Apprenez à prendre du recul
Pour ce qui est des situations embarrassantes, Olivier Sibony considère que la réponse est simple. Il suffit de se répéter la phrase du psychologue et économiste américano-israélien Daniel Kahneman : « Rien n’est aussi important que vous le pensez au moment où vous y pensez. » Demain vous aurez certainement oublié, et les autres aussi. Pour ce biais comme pour de nombreux autres, le conseil principal est de tâcher de prendre de la distance et du recul.
Si cela ne fonctionne pas et que la situation génère toujours autant de sentiments négatifs (par exemple si vous perdez le sommeil à cause d’une interaction gênante avec votre boss), Olivier Sibony suggère qu’il pourrait être utile de consulter. « À ce moment-là, ce n’est plus un biais, c’est un problème sérieux. »

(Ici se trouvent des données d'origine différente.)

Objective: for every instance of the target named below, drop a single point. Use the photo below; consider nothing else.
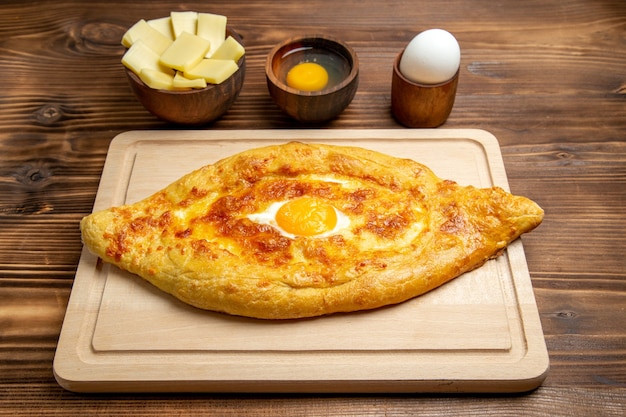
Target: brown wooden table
(547, 78)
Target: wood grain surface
(548, 78)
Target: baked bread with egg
(301, 230)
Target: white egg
(432, 57)
(268, 217)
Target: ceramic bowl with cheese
(312, 78)
(179, 80)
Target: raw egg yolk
(307, 76)
(306, 216)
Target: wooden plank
(118, 328)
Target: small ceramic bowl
(339, 59)
(421, 105)
(191, 107)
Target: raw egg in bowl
(312, 78)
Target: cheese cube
(184, 22)
(163, 25)
(180, 82)
(212, 27)
(214, 71)
(185, 52)
(142, 31)
(140, 56)
(156, 79)
(229, 49)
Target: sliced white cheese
(139, 56)
(185, 52)
(214, 71)
(163, 25)
(184, 22)
(142, 31)
(213, 28)
(181, 82)
(156, 79)
(229, 49)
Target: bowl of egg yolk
(312, 78)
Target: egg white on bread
(378, 230)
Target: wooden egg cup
(421, 105)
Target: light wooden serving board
(479, 333)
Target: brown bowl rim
(354, 70)
(229, 31)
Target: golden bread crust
(409, 232)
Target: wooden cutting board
(479, 333)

Pratiquez l’auto-compassion
Si on sent sa confiance en soi s’émousser, il peut être utile de pratiquer ce que Kristin Neff, professeure à l’Université du Texas, a été la première à définir comme de “l’auto-compassion” (self-compassion), comme l’explique cet article du Financial Times.

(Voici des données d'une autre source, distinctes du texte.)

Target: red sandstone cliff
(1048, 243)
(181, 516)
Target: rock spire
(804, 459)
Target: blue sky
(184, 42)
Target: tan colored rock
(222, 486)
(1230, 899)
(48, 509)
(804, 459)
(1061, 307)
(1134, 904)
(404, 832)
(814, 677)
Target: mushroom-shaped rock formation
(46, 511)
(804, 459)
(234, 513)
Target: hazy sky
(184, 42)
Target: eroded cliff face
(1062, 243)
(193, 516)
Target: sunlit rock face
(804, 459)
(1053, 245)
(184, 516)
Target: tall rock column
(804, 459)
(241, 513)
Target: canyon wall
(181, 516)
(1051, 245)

L’idée est d’appliquer à soi-même le traitement qu’on a naturellement tendance à réserver aux autres : si un collègue se trompe dans sa présentation, on ne le traite généralement pas d’idiot, donc pourquoi le faire avec soi-même ? Pour Kristin Neff, l’auto-compassion n’est pas qu’un état d’esprit, mais une série d’actions :
- Être sympa avec soi-même pour se calmer et s’apaiser après une interaction difficile (self-kindness) ;
- Se souvenir que tout le monde fait des erreurs et peut se sentir mortifié (common humanity) ;
- Prendre conscience de ses sentiments, y compris les émotions négatives, pour mieux les gérer (mindfulness).

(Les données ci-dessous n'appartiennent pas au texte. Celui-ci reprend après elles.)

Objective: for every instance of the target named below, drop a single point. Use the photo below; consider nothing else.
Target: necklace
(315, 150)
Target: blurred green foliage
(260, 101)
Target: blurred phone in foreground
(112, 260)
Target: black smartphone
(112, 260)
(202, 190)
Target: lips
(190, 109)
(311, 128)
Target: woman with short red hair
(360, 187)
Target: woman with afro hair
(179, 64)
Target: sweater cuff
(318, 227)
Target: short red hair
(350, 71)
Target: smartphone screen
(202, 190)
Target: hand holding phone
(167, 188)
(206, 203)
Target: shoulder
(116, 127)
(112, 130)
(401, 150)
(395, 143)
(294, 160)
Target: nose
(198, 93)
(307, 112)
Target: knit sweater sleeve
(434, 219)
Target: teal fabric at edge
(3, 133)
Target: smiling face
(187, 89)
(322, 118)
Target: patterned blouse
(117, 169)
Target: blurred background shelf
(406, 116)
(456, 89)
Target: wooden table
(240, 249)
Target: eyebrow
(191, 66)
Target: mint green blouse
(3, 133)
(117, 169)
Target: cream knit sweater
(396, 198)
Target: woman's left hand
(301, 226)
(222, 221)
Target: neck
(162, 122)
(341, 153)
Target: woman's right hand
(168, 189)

Encouragez les changements sur votre lieu de travail
Enfin, pour ceux qui souffrent d’un manque de reconnaissance et sentent une aigreur poindre dans leurs relations de travail, il peut être utile de réévaluer leurs contributions et les attentes qui y sont liées. Pourrait-on mettre en place des processus pour recevoir plus systématiquement du feedback et des encouragements sur son travail ? Comment s’assurer que les idées de chacun soient prises en compte, même si elles ne sont pas adoptées ? Comment valoriser (y compris en termes d’avancement de carrière) des contributions difficiles à quantifier ? Et, si l’environnement de travail ne semble pas prêt à bouger, on peut aussi simplement se poser la question : que se passerait-il si on en faisait un peu moins ?
Dans tous les cas, lutter contre le très naturel effet de projecteur implique à la fois de se décentrer et de travailler sur sa confiance en soi. Un exercice d’équilibriste qui est au fond l’une des composantes incontournables du fait de vivre avec les autres.